Quick Contact

Join Course

Python for Data Science Training

Python for Data Science

So, you want to become a data scientist or may be you are already one and want to expand your tool repository. You have landed at the right place. The aim of this page is to provide a comprehensive learning path to people new to Python for data science. This path provides a comprehensive overview of steps you need to learn to use Python for data science. If you already have some background, or don’t need all the components, feel free to adapt your own paths and let us know how you made changes in the path.

This course is intended for learners who have a basic knowledge of programming in any
language (Java, C, C++, Pascal, Fortran, Javascript, PHP, python, etc.). You could have
learned these basic programming skills on your own or taken a course in programming in high school or college.
Your knowledge need not be extensive, but we'll assume you already know how to:
● Create an assign variables.
● Write programs with loops
● Write programs with conditions
● Author and use functions (methods)
If you are unfamiliar with python, we have an entire week (Week 2) dedicated to getting you up to speed with basic programming in python. If you find that Week 2 progresses too quickly and you need more help with basic programming, you may wish to try an introductory programming course in python before starting this course on Python for Data Science.
Course Overview
This course will introduce you to the field of data science and will prepare you for the next three courses in the MicroMasters: Statistics, Machine Learning, and Spark.
First, and foremost, you'll learn how to conduct data science by learning how to analyze data. That includes knowing how to import data, explore it, analyze it, learn from it, visualize it, and ultimately generate easily shareable reports.

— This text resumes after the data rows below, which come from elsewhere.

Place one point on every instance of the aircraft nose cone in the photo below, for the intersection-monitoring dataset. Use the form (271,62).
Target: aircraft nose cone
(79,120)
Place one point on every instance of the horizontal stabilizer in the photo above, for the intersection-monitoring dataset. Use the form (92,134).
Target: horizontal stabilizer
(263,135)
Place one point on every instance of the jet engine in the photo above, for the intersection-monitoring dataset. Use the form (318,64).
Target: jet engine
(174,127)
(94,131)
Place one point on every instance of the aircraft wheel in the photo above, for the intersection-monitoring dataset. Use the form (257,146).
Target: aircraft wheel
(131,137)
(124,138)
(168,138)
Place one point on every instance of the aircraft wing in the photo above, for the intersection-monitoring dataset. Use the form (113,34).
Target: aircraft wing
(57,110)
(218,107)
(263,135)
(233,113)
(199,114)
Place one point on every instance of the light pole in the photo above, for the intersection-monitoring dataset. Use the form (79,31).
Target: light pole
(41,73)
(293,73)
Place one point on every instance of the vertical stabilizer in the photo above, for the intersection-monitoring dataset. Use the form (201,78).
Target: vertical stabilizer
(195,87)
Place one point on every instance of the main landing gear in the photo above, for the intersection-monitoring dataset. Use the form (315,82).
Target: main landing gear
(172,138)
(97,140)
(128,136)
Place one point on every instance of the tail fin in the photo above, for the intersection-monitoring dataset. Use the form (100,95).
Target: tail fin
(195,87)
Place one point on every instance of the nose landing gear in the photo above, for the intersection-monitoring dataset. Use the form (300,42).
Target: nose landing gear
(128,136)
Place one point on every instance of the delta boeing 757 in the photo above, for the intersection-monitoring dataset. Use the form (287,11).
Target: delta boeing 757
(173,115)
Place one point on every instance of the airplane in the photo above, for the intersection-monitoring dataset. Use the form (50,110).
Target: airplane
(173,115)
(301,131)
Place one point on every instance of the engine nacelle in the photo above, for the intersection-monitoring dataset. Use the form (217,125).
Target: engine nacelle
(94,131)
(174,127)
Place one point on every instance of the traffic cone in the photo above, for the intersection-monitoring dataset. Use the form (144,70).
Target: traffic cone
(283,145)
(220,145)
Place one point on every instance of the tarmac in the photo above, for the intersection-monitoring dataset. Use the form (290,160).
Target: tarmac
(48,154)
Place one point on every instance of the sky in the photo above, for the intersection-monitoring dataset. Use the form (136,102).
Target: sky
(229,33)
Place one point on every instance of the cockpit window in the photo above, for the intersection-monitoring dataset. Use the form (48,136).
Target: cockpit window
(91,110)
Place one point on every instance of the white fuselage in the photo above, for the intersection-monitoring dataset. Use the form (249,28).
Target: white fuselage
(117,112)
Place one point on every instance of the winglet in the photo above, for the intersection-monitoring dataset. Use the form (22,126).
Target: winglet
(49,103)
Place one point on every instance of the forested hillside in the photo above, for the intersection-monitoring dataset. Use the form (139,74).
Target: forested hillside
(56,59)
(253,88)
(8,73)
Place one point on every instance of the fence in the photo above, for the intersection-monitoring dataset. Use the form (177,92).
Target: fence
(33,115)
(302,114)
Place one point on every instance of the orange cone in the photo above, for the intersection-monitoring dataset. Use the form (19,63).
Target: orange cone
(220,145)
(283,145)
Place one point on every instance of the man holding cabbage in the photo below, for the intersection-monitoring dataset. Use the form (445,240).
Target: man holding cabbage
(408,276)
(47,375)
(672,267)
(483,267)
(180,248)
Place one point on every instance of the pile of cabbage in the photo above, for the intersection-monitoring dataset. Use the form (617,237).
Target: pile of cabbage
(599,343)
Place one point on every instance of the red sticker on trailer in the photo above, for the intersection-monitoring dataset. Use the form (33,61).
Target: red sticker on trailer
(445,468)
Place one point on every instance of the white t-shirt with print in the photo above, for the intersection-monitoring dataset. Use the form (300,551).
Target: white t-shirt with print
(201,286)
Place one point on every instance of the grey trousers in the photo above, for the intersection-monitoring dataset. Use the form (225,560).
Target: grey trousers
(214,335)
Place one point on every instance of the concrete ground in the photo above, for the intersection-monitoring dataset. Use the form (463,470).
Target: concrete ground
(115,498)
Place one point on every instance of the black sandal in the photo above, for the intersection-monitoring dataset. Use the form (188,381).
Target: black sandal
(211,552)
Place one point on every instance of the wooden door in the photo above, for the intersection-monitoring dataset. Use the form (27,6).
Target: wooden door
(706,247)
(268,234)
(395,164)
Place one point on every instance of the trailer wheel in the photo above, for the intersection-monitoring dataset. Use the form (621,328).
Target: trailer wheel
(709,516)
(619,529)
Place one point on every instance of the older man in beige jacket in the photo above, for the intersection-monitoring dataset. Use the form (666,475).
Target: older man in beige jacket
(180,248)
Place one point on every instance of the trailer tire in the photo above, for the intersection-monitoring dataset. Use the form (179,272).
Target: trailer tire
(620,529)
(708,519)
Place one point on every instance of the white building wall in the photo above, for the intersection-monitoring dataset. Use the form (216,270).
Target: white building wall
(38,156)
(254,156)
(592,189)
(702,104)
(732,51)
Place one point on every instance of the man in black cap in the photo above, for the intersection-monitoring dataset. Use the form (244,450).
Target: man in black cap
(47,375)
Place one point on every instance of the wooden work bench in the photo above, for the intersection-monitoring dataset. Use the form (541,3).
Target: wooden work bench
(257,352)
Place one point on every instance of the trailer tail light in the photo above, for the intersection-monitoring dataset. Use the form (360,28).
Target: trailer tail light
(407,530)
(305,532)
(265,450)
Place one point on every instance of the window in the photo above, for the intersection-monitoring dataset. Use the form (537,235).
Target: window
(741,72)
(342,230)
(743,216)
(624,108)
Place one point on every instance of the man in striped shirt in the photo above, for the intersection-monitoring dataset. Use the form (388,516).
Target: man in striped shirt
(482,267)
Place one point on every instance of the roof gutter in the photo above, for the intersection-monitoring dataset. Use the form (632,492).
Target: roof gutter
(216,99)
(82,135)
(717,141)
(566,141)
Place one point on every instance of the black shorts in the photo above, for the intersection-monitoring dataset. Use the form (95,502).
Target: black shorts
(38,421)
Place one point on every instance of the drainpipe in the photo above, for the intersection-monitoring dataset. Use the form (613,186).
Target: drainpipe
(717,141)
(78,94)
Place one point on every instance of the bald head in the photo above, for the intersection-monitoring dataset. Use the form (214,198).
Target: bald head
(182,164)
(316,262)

We'll also introduce you to two powerful areas of data analysis: machine learning and natural language processing.
To conduct data analysis, you'll learn a collection of powerful, open-source, tools including:
● python
● jupyter notebooks
● pandas
● numpy
● matplotlib
● scikit learn
● nltk
● And many other tools
Learning Objectives
● Basic process of data science
● Python and Jupyter notebooks
● An applied understanding of how to manipulate and analyze uncurated datasets
● Basic statistical analysis and machine learning methods
● How to effectively visualize results
By the end of the course, you should be able to find a dataset, formulate a research question, use the tools and techniques of this course to explore the answer to that question, and share your findings.
Course Outline
The course is broken into 10 weeks. The beginning of the course is heavily focused on learning the basic tools of data science, but we firmly believe that you learn the most about data science by doing data science. So the latter half of the course is a combination of working on large projects and introductions to advanced data analysis techniques.
● Week 1 - Introduction : Welcome and overview of the course. Introduction to the data
science process and the value of learning data science.
● Week 2 - Background : In this optional week, we provide a brief background in python
or unix to get you up and running. If you are already familiar with python and/or unix,
feel free to skip this content.
● Week 3 - Jupyter and Numpy : Jupyter notebooks are one of the most commonly used tools in data science as they allow you to combine your research notes with the code for the analysis. After getting started in Jupyter, we'll learn how to use numpy for data analysis. numpy offers many useful functions for processing data as well as data
structures which are time and space efficient.
● Week 4 - Pandas : Pandas, built on top of numpy, adds data frames which offer critical
data analysis functionality and features.
● Week 5 - Visualization : When working with large datasets, you often need to visualize your data to gain a better understanding of it. Also, when you reach conclusions about the data, you'll often wish to use visualizations to present your results.
● Week 6 - Mini Project : With the tools of Jupyter notebooks, numpy, pandas, and
Visualization, you're ready to do sophisticated analysis on your own. You'll pick a
dataset we've worked with already and perform an analysis for this first project.
● Week 7 - Machine Learning : To take your data analysis skills one step further, we'll
introduce you to the basics of machine learning and how to use sci-kit learn - a powerful
library for machine learning.
● Week 8 - Working with Text and Databases : You'll find yourself often working with
text data or data from databases. This week will give you the skills to access that data.
For text data, we'll also give you a preview of how to analyze text data using ideas from
the field of Natural Language Processing and how to apply those ideas using the Natural
Language Processing Toolkit (NLTK) library.
● Week 9 and 10 - Final Project : These weeks let you showcase all your new skills in an end-to-end data analysis project. You'll pick the dataset, do the data munging, ask the
research questions, visualize the data, draw conclusions, and present your results.